Tout en vaquant aux travaux permanents de sa (vieille) maison et en empêchant ses poules de traverser la route (les voitures les écrasent) elle pense tout haut sa solitude : « Cinquante-quatre ans… Qu’est ce que tu veux trouver ? Un veuf qu’a des gosses ou un bonhomme qu’a la prostate à soigner ! »
Puis elle débouche volontiers sur l’Universel ou sur une critique sociale imagée : « C’est pas toujours les hauts placés qui voient le mieux. » De plus, elle maîtrise la brève insolite qui ne jaillit pas d’un comptoir mais qui vous donne aussi un moment de béatitude émerveillée : « On peut remercier l’bon dieu d’avoir été bien élevé. » Vous sentez tout de suite que les pensées de la Madeleine s’alimentent d’un quotidien « pas souvent rose » mais qu’elle réagit positivement.
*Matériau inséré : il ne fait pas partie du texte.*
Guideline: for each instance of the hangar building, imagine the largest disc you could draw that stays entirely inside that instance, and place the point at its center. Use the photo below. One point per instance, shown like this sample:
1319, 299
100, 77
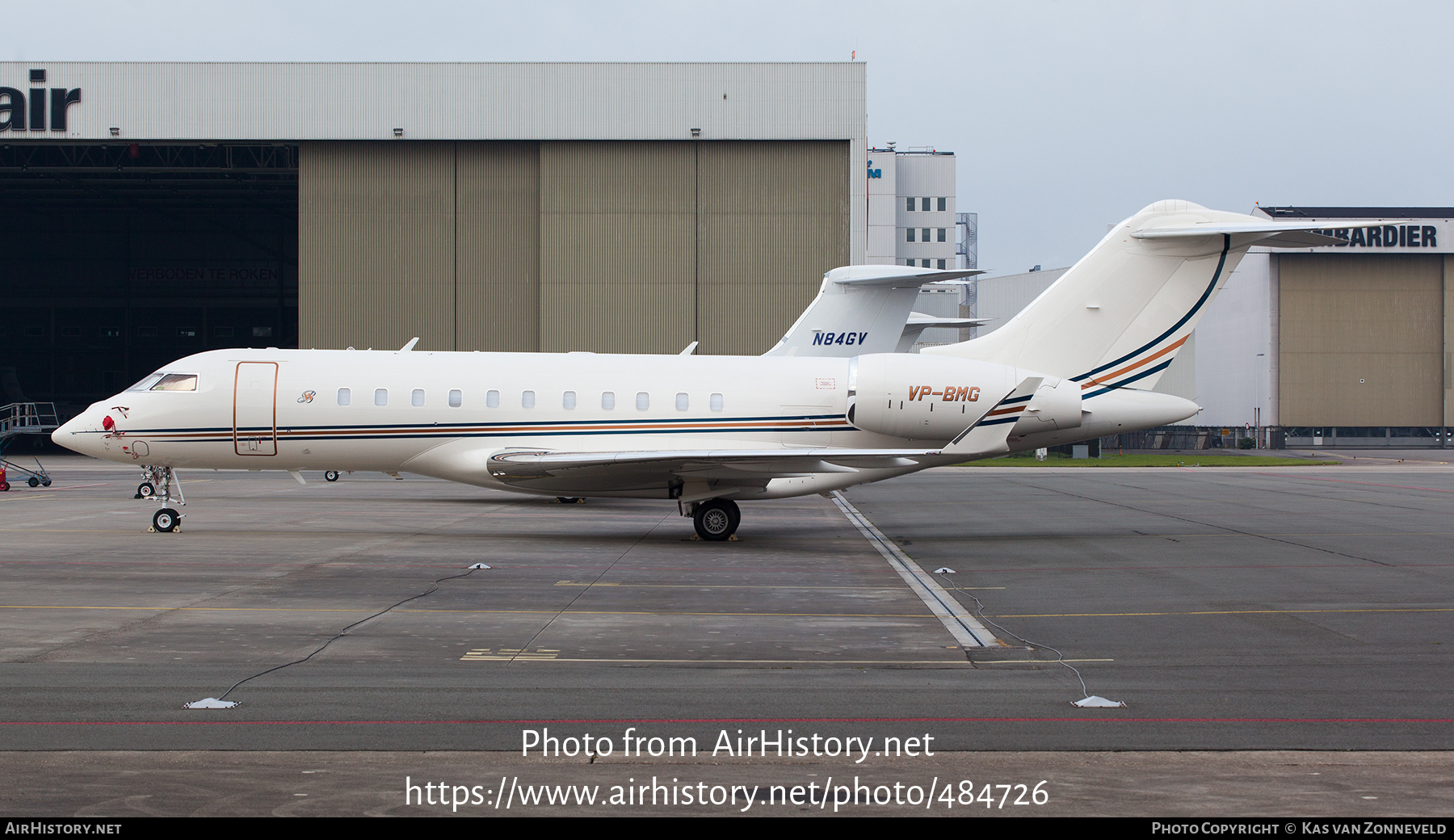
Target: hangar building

Elle pratique une sorte d’espérance lucide.
Pourtant, cette méritante qui met en avant une tradition paysanne méfiante nous réserve bien d’autres surprises. Elle aime la crête des sapins bleus courant sur son horizon, l’odeur du foin coupé et de la terre mouillée après l’orage. Poète ? Evidemment. Et elle qui se méfie instinctivement de l’Etranger, vieille crainte de l’inconnu, va inviter Kamel, un petit Marocain. Où ? Dans sa maison ! Et en lieu et place d’un choc culturel annoncé, quelque chose d’étonnant va se passer entre la Madeleine et ce petit d’immigré au vocabulaire limité.
Entre les rires qui fusent, l’émotion est au rendez-vous. Suite aux réflexions de la Madeleine Proust qui sont autant de cris d’aujourd’hui que d’aphorismes pour demain, je m’étais promis de ne pas piller son talentueux texte pour alimenter cette rubrique mais, avant de vous quitter, je ne résiste pas à vous citer une dernière brève pêchée parmi ses réjouissantes pensées. Entre ingénuité dans l’expression et clin d’œil potache : « Moi je trouve que le petit Robert c’est bien mieux que le p’tit Larousse parce qu’il a les deux parties bien séparées. »
Les autres, je vous suggère d’aller les entendre, rue de la Gaité.
À 19 heures 30. Vous aller rire ! Et vous pourrez vous coucher tôt.